Self-expression has always been a vital part of growing up, but never more so than with teenagers and twentysomethings in the 21st Century. The research indicates that uniqueness is one of the most highly sought qualities among this hyper-connected generation, with 60 per cent claiming they prefer to stand out from the crowd. "Millennials feel the need to control their desired 'personal brand,'" says Tanvi Savara, Consumer Insight Analyst at Canadean. "This aspiration to project an individual brand identity is reflected in their product purchases, unique consumption experiences they desire and causes they stand for."
In the very near future, it is likely that gendered advertising will no longer be relevant or effective across a wide range of categories. Forbes' Katherine Cusumano cites the campaign for the upcoming Star Wars: The Force Awakens as a prime example of a promotional sausage fest that neglects a core part of its intended audience. She does, however, praise the Star Wars: Battlefront video game ad spot for casting high profile actress Anna Kendrick in a role which subverts sexist stereotypes without alienating male fans. "It's a rare twist," she says. "This is not to say that, simply because the game's latest trailer features a prominent female actress, it's just 'for women.' There's an exclusivity to that statement that correlates to gender-normative promotion, and it's worth considering how gender roles are often reinforced for their market value."
And what about the next generation of consumers? Well, a gender neutral sensibility is being applied more and more in children's marketing, to the extent that the blue aisle for boys and pink aisle for girls in toy stores may soon be a thing of the past entirely. Toy Planet, a shop in Spain, has eradicated all gender-specific advertising from its gift guides.
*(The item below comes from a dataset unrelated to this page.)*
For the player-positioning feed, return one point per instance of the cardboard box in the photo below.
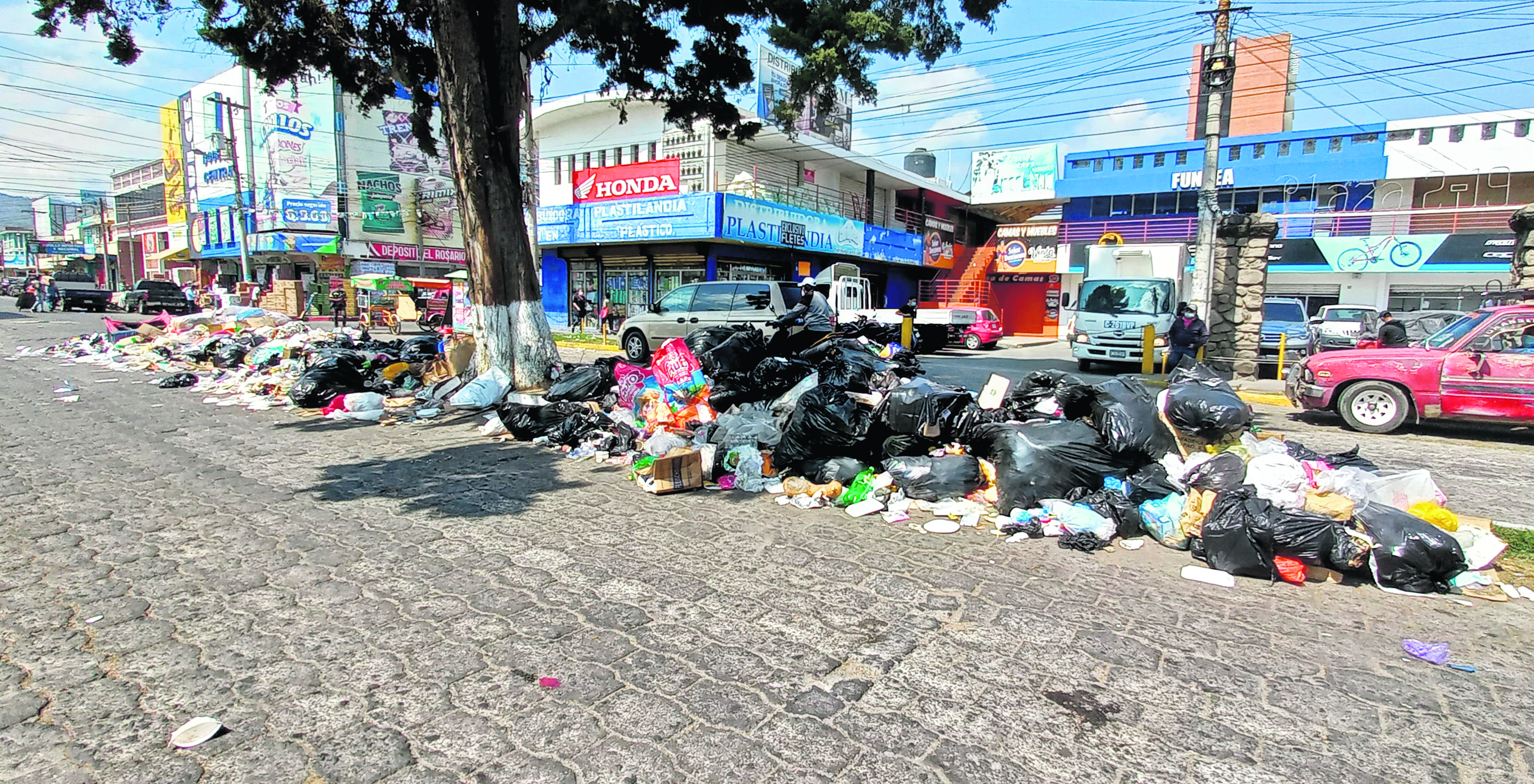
(679, 473)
For the second year in a row, due to an overwhelmingly positive response from parents, the company's product catalogue shows girls playing with "male" toys like tools, while the boys push strollers.
"This generational group is challenging traditional notions of gender identities, which will evolve further and become more mainstream by 2025," states Canadean. "The concept of gender fluidity will become the norm for their children, which will force FMCG manufacturers to redefine gender-oriented marketing strategies."
A number of brands are already ditching old school advertising attitudes and embracing the change, such as Mattel; the ad campaign for the limited edition Moschino Barbie features a little boy playing with the doll as well as girls. It is the first time a boy has appeared in a Barbie campaign. "Like every girl and gay boy, I loved Barbie," says Jeremy Scott, Moschino's Creative Director, whose own blonde faux-hawk inspired the styling for the young model.
The video has been shared and widely praised online for breaking down stereotypes. And while Mattel and Moschino are to be applauded for creating an ad which encourages children to be themselves, there is a fairly evident takeaway here for other toy brands. Namely, that a gender neutral approach to advertising essentially doubles your target market.